The midr package is designed not only to interpret individual models but also to facilitate comparative analysis. When you are dealing with multiple outcomes or comparing different modeling approaches, midr provides two specialized collection classes: “midlist” and “midrib”.
These collections allow you to visualize and compare feature effects, importance, and instance-level breakdowns across multiple models using a unified interface.
midlist: Flexible Combination of MID Objects
The “midlist” class is a versatile container used to group existing
MID objects (such as mid, midimp,
midbrk, or midcon). This is particularly
useful when you have trained separate models—perhaps using different
algorithms or targeting different subsets of data—and want to compare
their behavior side-by-side.
Example: Comparing GAM vs. Random Forest
When predicting the total number of users (bikers) in
the Bikeshare dataset, different machine learning algorithms capture
non-linear relationships differently. Here, we fit a Generalized
Additive Model (gam) and a Random Forest
(ranger), interpret both of them independently, and
unify the results into a single “midlist” collection for a direct visual
comparison.
library(ggplot2)
library(patchwork)
library(midr)
library(gam)
library(ranger)
data(Bikeshare, package = "ISLR2")
fit.gam <- gam(
bikers ~ mnth + hr + s(weekday) + weathersit + s(temp) + s(hum),
data = Bikeshare
)
fit.ranger <- ranger(
bikers ~ mnth + hr + weekday + weathersit + temp + hum,
data = Bikeshare
)
# Interpret two separate models independently
mid.gam <- interpret(
bikers ~ mnth + hr + weekday + weathersit + temp + hum,
data = Bikeshare,
model = fit.gam,
k = 50
)
mid.ranger <- interpret(
bikers ~ mnth + hr + weekday + weathersit + temp + hum,
data = Bikeshare,
model = fit.ranger,
k = 50,
lambda = 1
)
# Combine them into a midlist
mids <- midlist(
gam = mid.gam,
ranger = mid.ranger
)
class(mids)#> [1] "mids" "midlist"
When ggmid() is called on a “midlist” collection, it
automatically handles the comparison.
options(midr.qualitative = "viridis")
p1 <- ggmid(mids, "hr") + theme(legend.position = "bottom")
p2 <- ggmid(mids, "temp") + theme(legend.position = "none")

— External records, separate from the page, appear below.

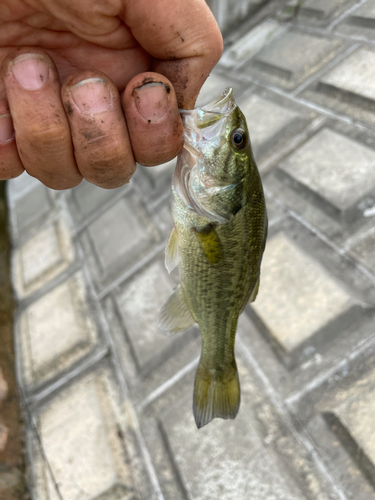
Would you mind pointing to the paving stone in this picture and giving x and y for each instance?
(163, 217)
(297, 296)
(338, 169)
(251, 43)
(81, 441)
(342, 428)
(253, 456)
(42, 257)
(361, 21)
(229, 13)
(139, 304)
(349, 87)
(32, 207)
(118, 238)
(87, 197)
(159, 179)
(364, 251)
(18, 187)
(355, 74)
(267, 122)
(214, 86)
(321, 8)
(55, 331)
(356, 416)
(283, 61)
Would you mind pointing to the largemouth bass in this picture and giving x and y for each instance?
(218, 239)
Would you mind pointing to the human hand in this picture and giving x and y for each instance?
(91, 87)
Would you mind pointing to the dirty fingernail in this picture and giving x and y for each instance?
(152, 100)
(91, 96)
(30, 71)
(6, 128)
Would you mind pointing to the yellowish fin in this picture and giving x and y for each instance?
(216, 394)
(175, 316)
(210, 244)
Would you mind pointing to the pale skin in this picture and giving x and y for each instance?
(90, 87)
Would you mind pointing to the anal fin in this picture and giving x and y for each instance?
(175, 316)
(255, 291)
(172, 251)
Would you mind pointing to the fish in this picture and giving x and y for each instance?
(217, 241)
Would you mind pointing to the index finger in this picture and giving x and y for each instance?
(184, 39)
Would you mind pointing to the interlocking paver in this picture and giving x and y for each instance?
(292, 282)
(267, 121)
(100, 379)
(118, 238)
(251, 43)
(336, 168)
(86, 198)
(364, 250)
(55, 331)
(32, 207)
(139, 304)
(43, 256)
(349, 87)
(283, 61)
(80, 438)
(361, 21)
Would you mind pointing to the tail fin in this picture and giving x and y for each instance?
(216, 394)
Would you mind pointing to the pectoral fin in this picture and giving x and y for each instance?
(172, 251)
(210, 243)
(175, 316)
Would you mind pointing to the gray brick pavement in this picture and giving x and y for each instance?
(108, 400)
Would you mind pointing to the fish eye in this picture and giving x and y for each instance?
(238, 138)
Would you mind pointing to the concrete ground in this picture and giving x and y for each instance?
(109, 400)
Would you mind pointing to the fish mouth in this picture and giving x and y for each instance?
(211, 113)
(222, 103)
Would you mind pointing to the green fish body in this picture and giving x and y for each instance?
(218, 239)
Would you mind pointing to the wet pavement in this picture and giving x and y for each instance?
(111, 400)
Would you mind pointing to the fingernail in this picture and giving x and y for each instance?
(152, 100)
(92, 96)
(30, 71)
(6, 128)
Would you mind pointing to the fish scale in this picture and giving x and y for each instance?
(220, 229)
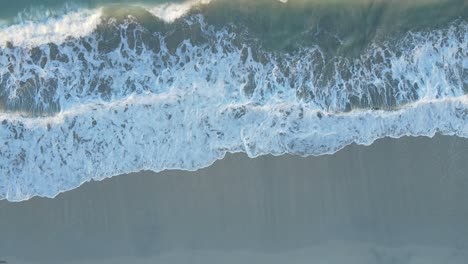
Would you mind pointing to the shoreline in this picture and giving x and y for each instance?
(400, 196)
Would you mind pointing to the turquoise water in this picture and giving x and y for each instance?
(177, 85)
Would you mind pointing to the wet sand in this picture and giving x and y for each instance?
(396, 201)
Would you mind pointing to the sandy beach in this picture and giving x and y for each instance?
(399, 200)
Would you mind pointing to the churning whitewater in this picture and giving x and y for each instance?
(92, 93)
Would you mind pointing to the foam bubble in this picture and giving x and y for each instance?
(138, 107)
(169, 12)
(54, 30)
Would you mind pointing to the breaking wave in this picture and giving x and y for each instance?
(105, 96)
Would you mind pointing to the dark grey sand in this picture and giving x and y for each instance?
(397, 201)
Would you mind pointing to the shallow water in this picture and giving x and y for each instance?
(187, 82)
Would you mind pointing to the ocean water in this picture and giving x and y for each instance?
(93, 89)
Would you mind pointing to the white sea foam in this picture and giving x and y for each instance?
(187, 108)
(53, 30)
(172, 11)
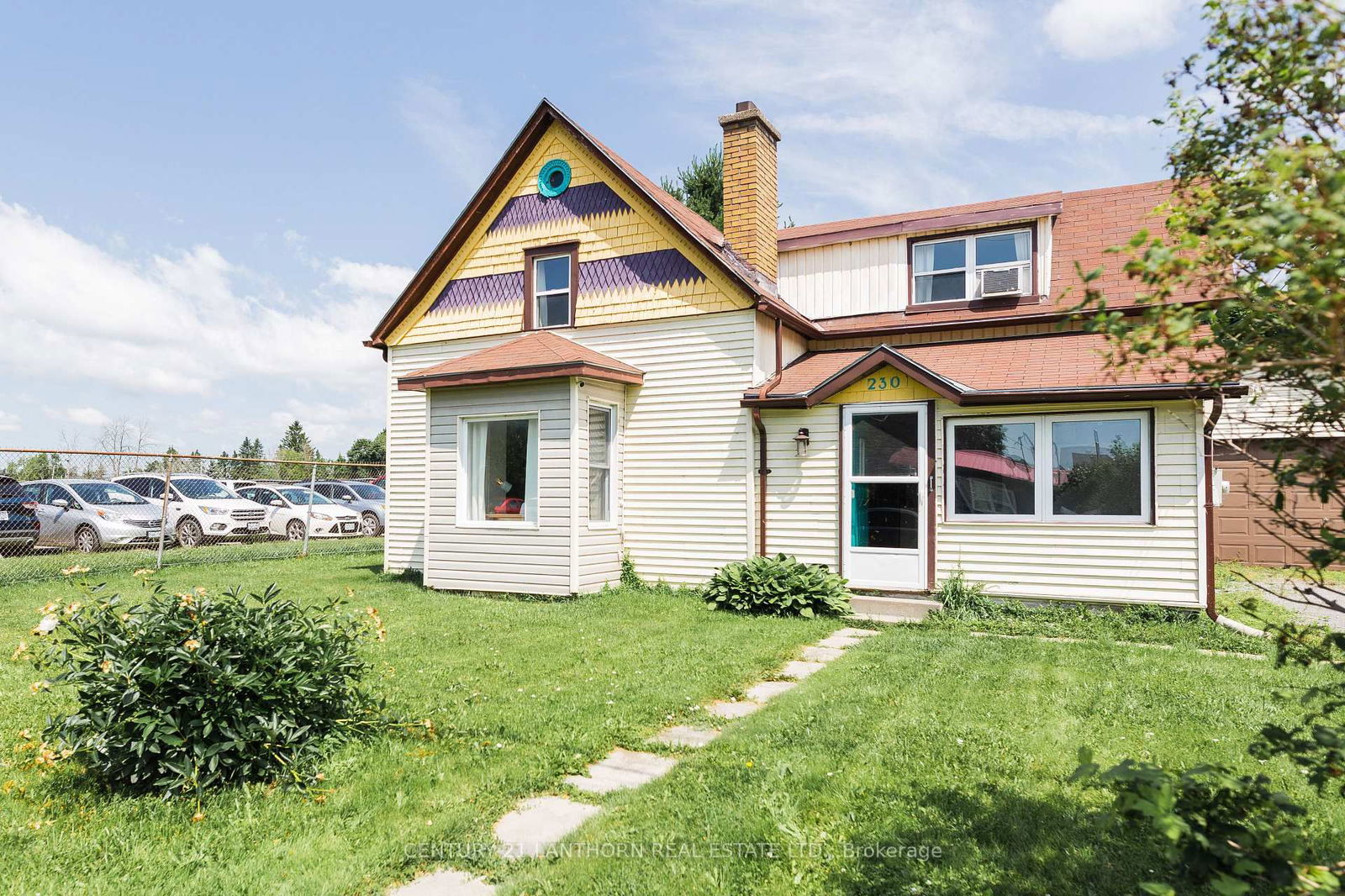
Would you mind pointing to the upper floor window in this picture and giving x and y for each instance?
(986, 266)
(551, 288)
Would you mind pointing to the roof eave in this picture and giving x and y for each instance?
(521, 374)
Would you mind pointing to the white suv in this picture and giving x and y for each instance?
(199, 509)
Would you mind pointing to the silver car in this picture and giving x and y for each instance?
(370, 501)
(87, 514)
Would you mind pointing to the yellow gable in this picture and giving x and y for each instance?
(885, 383)
(634, 266)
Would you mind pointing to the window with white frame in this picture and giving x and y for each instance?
(1089, 467)
(551, 291)
(602, 435)
(499, 470)
(968, 266)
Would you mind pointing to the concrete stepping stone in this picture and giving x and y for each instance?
(685, 736)
(622, 770)
(857, 633)
(840, 640)
(800, 669)
(732, 708)
(447, 882)
(764, 690)
(538, 824)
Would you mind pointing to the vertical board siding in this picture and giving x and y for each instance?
(845, 279)
(484, 557)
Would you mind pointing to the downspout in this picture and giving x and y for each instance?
(1215, 414)
(1210, 421)
(763, 470)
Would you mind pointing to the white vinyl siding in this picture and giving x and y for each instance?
(683, 459)
(1105, 562)
(466, 555)
(1113, 562)
(600, 544)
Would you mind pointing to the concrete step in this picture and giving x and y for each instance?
(892, 609)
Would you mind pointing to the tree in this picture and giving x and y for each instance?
(1255, 228)
(699, 186)
(367, 451)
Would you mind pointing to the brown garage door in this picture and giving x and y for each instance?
(1244, 528)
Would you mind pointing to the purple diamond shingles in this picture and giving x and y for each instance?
(584, 201)
(646, 268)
(477, 293)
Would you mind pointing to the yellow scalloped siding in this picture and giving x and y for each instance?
(878, 387)
(642, 229)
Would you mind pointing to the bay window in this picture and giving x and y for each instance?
(1089, 467)
(968, 266)
(499, 470)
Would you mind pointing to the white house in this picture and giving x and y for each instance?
(584, 367)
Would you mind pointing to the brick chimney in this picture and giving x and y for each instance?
(751, 187)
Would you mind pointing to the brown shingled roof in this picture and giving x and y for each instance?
(538, 356)
(978, 372)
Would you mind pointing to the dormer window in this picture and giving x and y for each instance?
(970, 266)
(549, 279)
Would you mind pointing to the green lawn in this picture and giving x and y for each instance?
(921, 737)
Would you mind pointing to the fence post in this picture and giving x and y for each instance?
(163, 513)
(309, 522)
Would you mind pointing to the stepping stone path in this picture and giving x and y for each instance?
(540, 822)
(447, 883)
(622, 770)
(685, 736)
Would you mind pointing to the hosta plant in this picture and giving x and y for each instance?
(178, 693)
(778, 586)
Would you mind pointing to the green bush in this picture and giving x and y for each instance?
(778, 586)
(185, 692)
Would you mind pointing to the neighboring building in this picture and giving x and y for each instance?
(585, 367)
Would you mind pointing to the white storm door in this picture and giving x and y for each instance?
(883, 499)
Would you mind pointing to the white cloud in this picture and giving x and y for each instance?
(450, 131)
(84, 416)
(1111, 29)
(920, 96)
(367, 279)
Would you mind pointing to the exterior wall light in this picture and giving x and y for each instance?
(800, 441)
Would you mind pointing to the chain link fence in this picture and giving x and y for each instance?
(132, 510)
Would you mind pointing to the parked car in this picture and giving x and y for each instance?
(19, 524)
(87, 514)
(199, 509)
(289, 513)
(369, 499)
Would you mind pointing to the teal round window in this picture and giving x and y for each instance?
(553, 178)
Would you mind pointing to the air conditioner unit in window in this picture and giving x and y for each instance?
(1002, 282)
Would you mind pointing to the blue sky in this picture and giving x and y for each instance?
(205, 208)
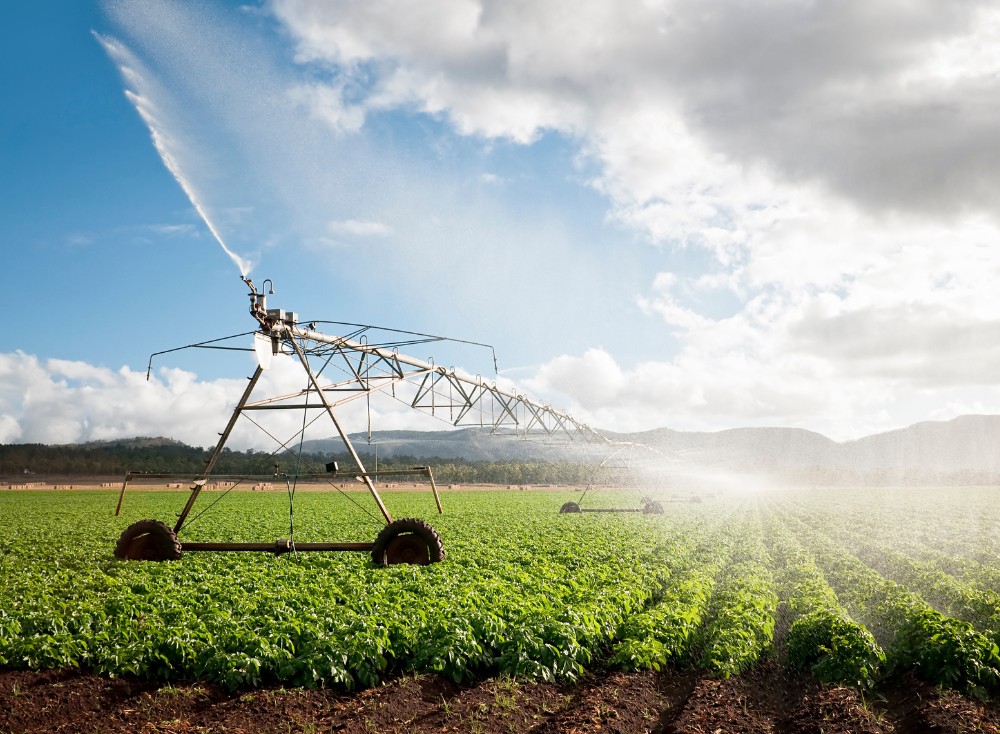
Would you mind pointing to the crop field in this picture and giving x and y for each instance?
(844, 588)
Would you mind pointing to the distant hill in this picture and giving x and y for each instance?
(965, 450)
(962, 450)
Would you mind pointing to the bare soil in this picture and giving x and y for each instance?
(765, 700)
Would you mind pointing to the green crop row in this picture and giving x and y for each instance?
(523, 591)
(942, 649)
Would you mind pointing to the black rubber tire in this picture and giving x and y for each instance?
(148, 540)
(407, 541)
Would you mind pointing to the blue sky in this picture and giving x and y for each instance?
(696, 216)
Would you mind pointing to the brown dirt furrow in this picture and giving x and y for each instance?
(766, 700)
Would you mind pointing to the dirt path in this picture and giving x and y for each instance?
(766, 700)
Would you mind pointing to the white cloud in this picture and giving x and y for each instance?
(840, 163)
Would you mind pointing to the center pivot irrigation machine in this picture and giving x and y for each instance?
(617, 469)
(360, 369)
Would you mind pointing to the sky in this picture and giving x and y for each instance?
(691, 215)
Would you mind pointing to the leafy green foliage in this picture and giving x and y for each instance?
(524, 591)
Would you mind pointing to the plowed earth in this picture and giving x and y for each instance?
(765, 700)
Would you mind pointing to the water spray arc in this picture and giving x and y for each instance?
(362, 370)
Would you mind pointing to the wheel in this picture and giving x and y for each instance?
(148, 540)
(407, 541)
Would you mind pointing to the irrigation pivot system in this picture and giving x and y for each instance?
(339, 370)
(617, 468)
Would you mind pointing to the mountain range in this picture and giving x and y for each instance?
(967, 447)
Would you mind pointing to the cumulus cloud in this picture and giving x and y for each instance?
(839, 161)
(837, 165)
(64, 401)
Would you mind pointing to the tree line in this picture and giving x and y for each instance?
(112, 459)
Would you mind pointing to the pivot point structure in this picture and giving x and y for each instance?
(338, 370)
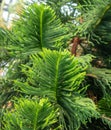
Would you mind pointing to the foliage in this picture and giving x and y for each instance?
(52, 76)
(30, 115)
(39, 32)
(104, 106)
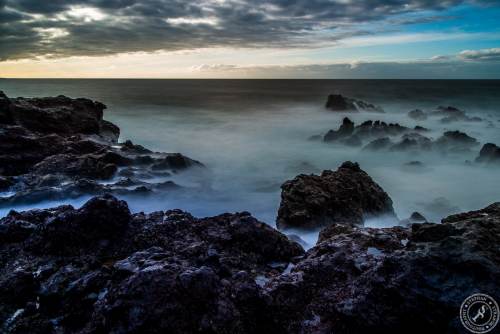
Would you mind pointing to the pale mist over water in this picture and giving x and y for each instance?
(253, 135)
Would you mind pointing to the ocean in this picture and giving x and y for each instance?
(253, 135)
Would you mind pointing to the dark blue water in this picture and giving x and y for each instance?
(252, 135)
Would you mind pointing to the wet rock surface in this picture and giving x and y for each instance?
(447, 114)
(58, 147)
(347, 195)
(382, 136)
(101, 269)
(490, 154)
(387, 280)
(340, 103)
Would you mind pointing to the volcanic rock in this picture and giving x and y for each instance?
(348, 195)
(58, 147)
(417, 114)
(490, 153)
(337, 102)
(364, 280)
(102, 269)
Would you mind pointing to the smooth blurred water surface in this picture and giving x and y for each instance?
(252, 135)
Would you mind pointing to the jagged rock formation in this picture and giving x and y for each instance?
(101, 269)
(395, 137)
(58, 147)
(337, 102)
(348, 195)
(448, 115)
(490, 153)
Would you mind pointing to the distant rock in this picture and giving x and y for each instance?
(417, 114)
(352, 135)
(379, 144)
(348, 195)
(101, 269)
(337, 102)
(385, 280)
(455, 141)
(415, 218)
(345, 130)
(490, 153)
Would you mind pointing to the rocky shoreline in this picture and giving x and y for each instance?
(57, 148)
(103, 269)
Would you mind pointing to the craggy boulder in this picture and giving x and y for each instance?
(348, 195)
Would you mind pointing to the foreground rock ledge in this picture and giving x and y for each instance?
(54, 148)
(101, 269)
(348, 195)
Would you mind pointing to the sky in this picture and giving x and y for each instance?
(392, 39)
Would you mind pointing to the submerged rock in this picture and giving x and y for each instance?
(337, 102)
(348, 195)
(352, 135)
(417, 114)
(101, 269)
(490, 153)
(364, 280)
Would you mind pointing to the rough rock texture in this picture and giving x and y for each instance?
(58, 147)
(456, 141)
(490, 153)
(366, 130)
(348, 195)
(101, 269)
(337, 102)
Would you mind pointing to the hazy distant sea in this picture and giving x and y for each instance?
(252, 135)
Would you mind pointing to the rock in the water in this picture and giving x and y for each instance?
(415, 217)
(345, 130)
(455, 141)
(101, 269)
(348, 195)
(391, 280)
(59, 147)
(60, 114)
(490, 153)
(379, 144)
(417, 114)
(337, 102)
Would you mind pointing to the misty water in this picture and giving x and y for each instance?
(253, 135)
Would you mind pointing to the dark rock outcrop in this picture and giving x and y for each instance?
(337, 102)
(349, 134)
(348, 195)
(415, 218)
(417, 114)
(363, 280)
(455, 141)
(345, 130)
(490, 153)
(102, 269)
(53, 148)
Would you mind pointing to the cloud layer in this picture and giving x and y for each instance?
(60, 28)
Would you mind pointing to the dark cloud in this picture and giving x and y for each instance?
(57, 28)
(451, 69)
(481, 55)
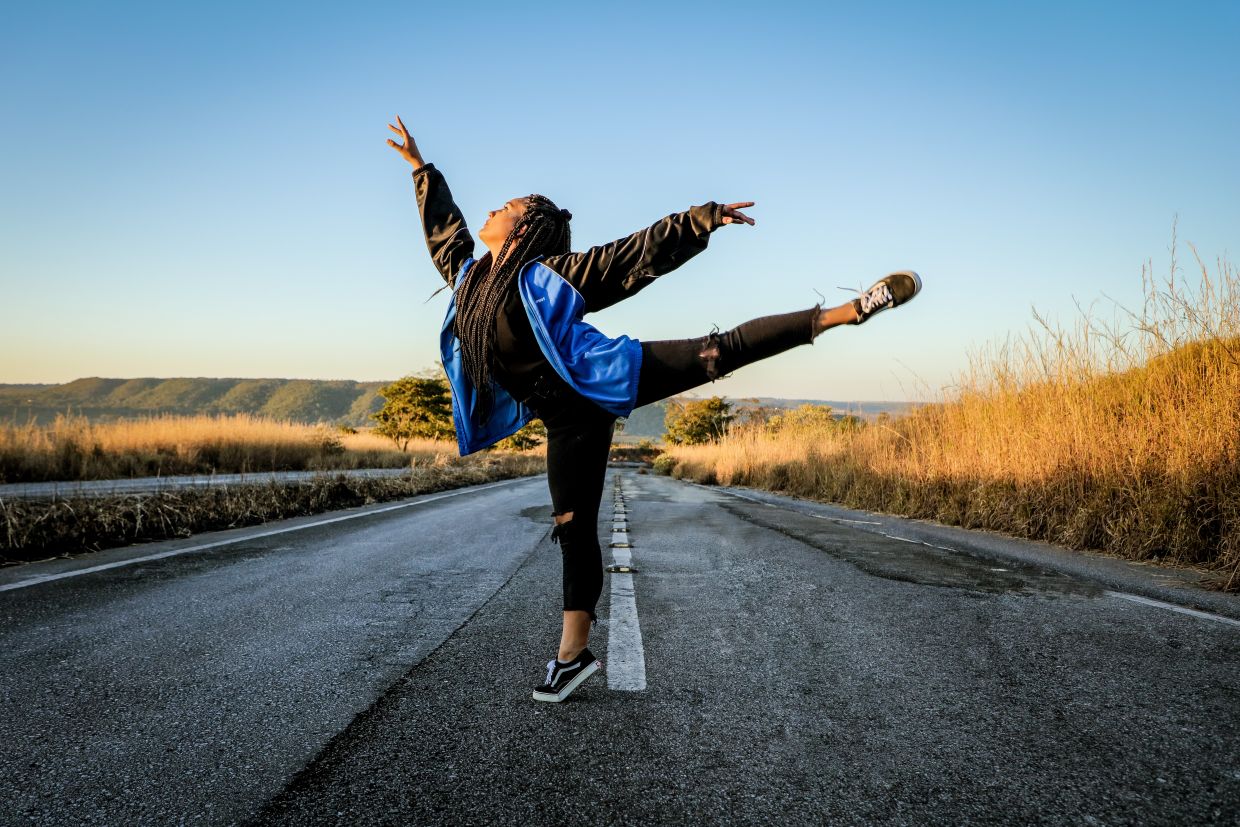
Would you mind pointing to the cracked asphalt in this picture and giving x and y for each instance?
(800, 670)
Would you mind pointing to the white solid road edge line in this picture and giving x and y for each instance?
(1172, 606)
(626, 657)
(102, 567)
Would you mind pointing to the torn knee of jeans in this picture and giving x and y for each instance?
(561, 530)
(709, 355)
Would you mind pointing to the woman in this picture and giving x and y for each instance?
(515, 347)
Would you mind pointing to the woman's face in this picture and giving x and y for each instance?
(500, 222)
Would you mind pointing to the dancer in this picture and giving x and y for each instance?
(515, 347)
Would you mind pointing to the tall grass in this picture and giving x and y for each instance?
(1117, 434)
(73, 448)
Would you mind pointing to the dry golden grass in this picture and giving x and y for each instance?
(72, 448)
(1121, 437)
(32, 530)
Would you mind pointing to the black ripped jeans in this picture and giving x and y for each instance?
(579, 432)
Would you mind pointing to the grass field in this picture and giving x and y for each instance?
(1119, 435)
(73, 448)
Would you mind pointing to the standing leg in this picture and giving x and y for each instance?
(578, 442)
(673, 366)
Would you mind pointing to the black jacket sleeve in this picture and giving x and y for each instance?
(608, 273)
(447, 234)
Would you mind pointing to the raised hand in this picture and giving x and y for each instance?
(409, 149)
(732, 213)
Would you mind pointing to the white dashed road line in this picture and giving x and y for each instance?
(626, 657)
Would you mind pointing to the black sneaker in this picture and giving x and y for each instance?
(892, 290)
(562, 678)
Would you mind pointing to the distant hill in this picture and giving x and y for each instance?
(308, 401)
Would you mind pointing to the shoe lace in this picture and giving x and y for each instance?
(878, 296)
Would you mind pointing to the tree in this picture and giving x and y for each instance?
(416, 407)
(807, 417)
(696, 422)
(533, 433)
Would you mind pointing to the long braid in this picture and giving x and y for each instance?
(542, 231)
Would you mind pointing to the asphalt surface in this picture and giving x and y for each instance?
(799, 670)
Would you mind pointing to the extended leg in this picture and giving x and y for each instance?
(673, 366)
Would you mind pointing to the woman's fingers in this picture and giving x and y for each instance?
(734, 216)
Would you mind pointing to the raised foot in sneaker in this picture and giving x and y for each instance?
(892, 290)
(562, 678)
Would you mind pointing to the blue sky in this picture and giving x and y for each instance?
(206, 191)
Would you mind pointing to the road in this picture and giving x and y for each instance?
(770, 661)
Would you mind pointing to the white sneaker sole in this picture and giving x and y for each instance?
(587, 671)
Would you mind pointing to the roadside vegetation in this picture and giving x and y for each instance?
(414, 432)
(1120, 435)
(34, 530)
(75, 448)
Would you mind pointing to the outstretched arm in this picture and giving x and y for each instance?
(447, 234)
(608, 273)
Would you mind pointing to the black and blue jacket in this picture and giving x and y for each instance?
(554, 294)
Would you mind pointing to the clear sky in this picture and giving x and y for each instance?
(205, 189)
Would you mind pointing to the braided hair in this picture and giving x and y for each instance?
(542, 231)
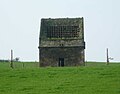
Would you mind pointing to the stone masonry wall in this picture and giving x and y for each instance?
(72, 56)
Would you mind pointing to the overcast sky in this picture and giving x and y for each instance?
(20, 26)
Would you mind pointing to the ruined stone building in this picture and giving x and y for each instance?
(61, 42)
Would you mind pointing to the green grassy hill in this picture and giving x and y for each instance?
(94, 78)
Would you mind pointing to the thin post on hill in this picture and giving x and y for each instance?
(11, 63)
(107, 57)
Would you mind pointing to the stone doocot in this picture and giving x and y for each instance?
(61, 42)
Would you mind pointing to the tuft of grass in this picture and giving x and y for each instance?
(94, 78)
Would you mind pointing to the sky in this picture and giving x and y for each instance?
(20, 26)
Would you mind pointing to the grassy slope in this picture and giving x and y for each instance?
(94, 78)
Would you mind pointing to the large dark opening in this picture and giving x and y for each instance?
(61, 62)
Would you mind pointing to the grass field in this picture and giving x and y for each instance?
(94, 78)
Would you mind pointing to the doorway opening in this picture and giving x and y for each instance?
(61, 62)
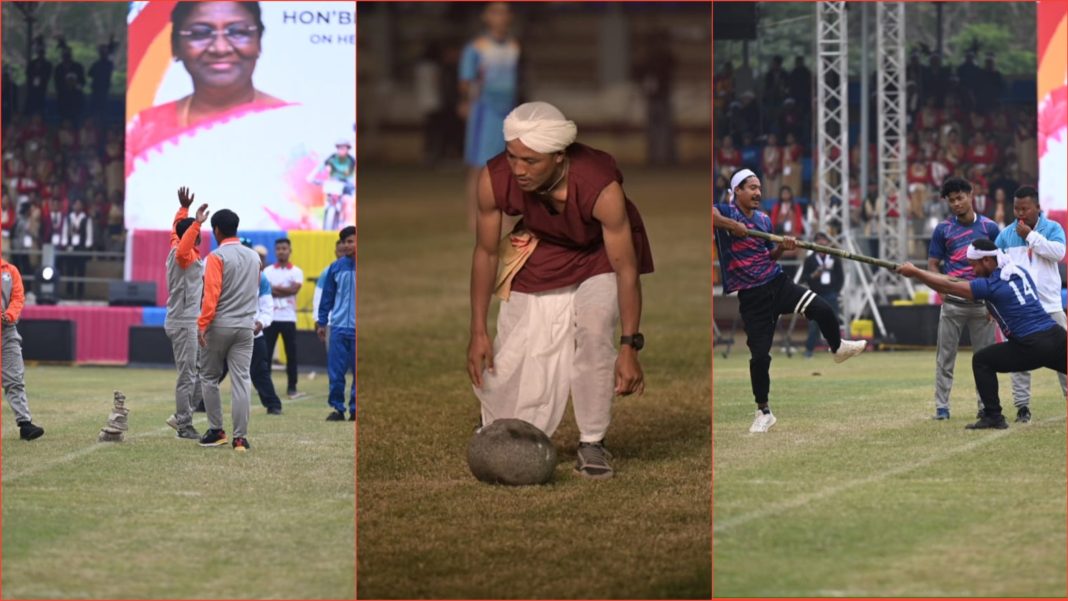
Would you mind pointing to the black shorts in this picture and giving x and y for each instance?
(760, 307)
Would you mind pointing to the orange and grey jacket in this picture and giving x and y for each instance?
(231, 287)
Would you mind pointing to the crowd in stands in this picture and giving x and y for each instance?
(63, 178)
(958, 124)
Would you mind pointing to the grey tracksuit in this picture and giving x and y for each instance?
(14, 373)
(229, 332)
(186, 286)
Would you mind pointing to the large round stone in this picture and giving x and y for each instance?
(512, 452)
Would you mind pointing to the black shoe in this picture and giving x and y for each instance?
(214, 438)
(27, 430)
(989, 422)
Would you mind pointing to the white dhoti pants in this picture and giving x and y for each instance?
(552, 344)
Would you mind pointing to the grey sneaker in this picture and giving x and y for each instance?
(593, 461)
(188, 432)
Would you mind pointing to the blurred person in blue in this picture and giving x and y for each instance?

p3 <- ggmid(mids, "hum") + theme(legend.position = "none")
p1 / (p2 + p3)
Mathematical Note: The “midlist” architecture offers
maximum flexibility. Each model in the collection can maintain its own
unique fitting parameters such as lambda (regularization
strength), k (number of knots), and type
(shape of component functions).
midrib: Efficient Multi-Response MID Model
The “midrib” class is designed for multi-output scenarios, where a single model predicts multiple target variables simultaneously. Instead of interpreting each response in isolation, midr treats the multi-output structure as a single entity—a “midrib” or shared backbone.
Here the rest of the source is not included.